Winners announced for the 2016 Best Climate Practices Contest

The International Center for Climate Governance has recently announced its two winners for the 2016 Best Climate Practices Contest which focused on the theme ‘Expanding access to climate financing.’ Featuring 14 candidates from all over the world, the solutions were required “to raise and drive financial support toward local, small-scale mitigation and adaptation actions for the purpose of increasing inclusiveness and simplifying access to climate finance.”   

Proposals were judged based on the public’s online voting results and the assessments of the International Expert Panel which consisted of Carlo Carraro (ICCG, GGKP and Ca’Foscari University of Venice), Zaheer Fakir (Green Climate Fund, GCF), Alejandro Kilpatrick (United Nations Framework Convention on Climate Change, UNFCCC) and Nick Robins (UNEP Inquiry). In an unusual event the jury saw fit to award first prize to two projects who will split the 3000 Euro prize between them. Their choice “was motivated by the will to award two active and operative entities implementing microfinance strategies that have proven their capacity to deliver concrete results in climate-vulnerable developing countries.” The two winners were officially announced on 28 November 2016.

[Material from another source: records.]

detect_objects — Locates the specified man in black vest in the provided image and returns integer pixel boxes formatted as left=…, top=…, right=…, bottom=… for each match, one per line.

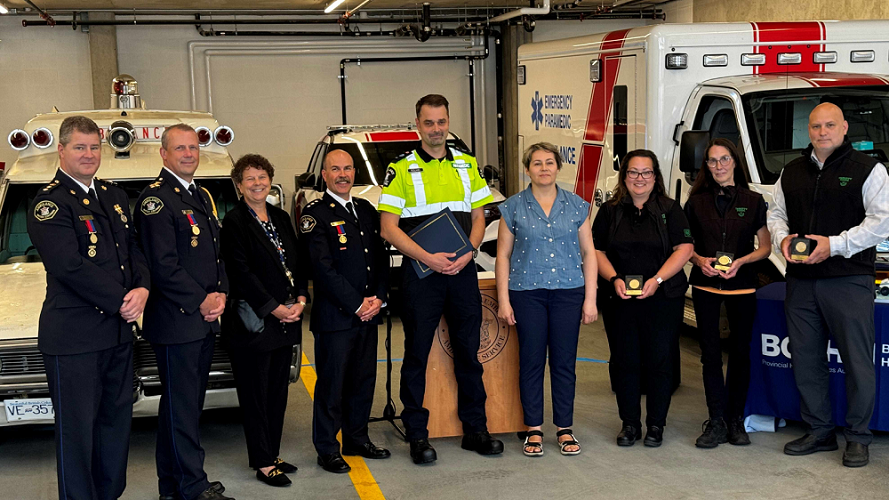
left=300, top=149, right=391, bottom=474
left=28, top=115, right=149, bottom=500
left=767, top=102, right=889, bottom=468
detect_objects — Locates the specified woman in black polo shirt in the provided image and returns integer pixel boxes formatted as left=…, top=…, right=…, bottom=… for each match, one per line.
left=593, top=149, right=694, bottom=447
left=683, top=138, right=770, bottom=449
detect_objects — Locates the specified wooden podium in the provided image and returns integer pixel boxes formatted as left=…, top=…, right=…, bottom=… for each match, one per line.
left=424, top=276, right=524, bottom=438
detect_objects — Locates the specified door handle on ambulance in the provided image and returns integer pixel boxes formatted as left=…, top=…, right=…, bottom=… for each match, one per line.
left=594, top=188, right=604, bottom=206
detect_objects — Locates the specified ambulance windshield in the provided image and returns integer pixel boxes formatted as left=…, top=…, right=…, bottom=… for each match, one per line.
left=329, top=138, right=467, bottom=186
left=743, top=87, right=889, bottom=184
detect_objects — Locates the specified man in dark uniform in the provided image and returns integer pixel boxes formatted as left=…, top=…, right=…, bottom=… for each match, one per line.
left=299, top=149, right=390, bottom=474
left=27, top=115, right=150, bottom=500
left=135, top=124, right=232, bottom=500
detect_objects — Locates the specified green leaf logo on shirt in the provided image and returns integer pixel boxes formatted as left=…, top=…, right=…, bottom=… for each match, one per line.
left=839, top=176, right=852, bottom=187
left=684, top=228, right=691, bottom=237
left=735, top=207, right=747, bottom=217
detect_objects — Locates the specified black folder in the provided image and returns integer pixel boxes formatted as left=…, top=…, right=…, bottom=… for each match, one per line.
left=407, top=208, right=472, bottom=279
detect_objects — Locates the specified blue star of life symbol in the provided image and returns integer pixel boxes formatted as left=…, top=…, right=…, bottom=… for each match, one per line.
left=531, top=91, right=543, bottom=131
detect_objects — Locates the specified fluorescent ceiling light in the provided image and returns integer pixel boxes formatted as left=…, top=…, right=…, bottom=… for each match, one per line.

The project Carbon Finance for Families in Mozambique was the first winner. Implemented in Mozambique’s capital city, Maputo, the project aims to enhance climate change mitigation “by distributing efficient cookstoves financed by the revenues from the generation of carbon credits.” Starting as a pilot project, it has successfully delivered over 5,000 cookstoves to Maputo households while the Nordic Environment Finance Cooperation (NEFCO) has committed to buying many of the carbon credits achieved by the project.      

The second winner was the project Clean Energy Promotion through Microfinance in Ethiopia. Initiated in 2014, the project over the following 30 months, successfully established a business concept for three Ethiopian microfinance institutions (MFIs) “with a total outreach of more than 130,000 clients” of which more than 82,000 are women. Financed by the Nordic Climate Facility, the project helps enable the MFIs to enlarge their portfolio with financial products supplying clients with improved and clean energy solutions across the entire supply chain. To date, appropriate clean energy technologies (CET) and MFIs have been identified and selected, credit products have been designed and microloans have been offered by the MFIs.  

Special mentions were also made of two other project proposals.  The first of which is the Fair Climate Fund, which reaches out to more than 50,000 households in southern India and western Ethiopia, and whose objective is to generate carbon credits through local projects, directly managed by local communities. The second of which is the Matchmaker project which helps cities better present their city climate related mitigation projects to public and private investors. It aims to “cut down the amount of time investors spend building and maintaining their sourcing pipeline of investment ideas [thereby] shortening the time to investment for critical projects.”  

The International Development Journal congratulates the two winners.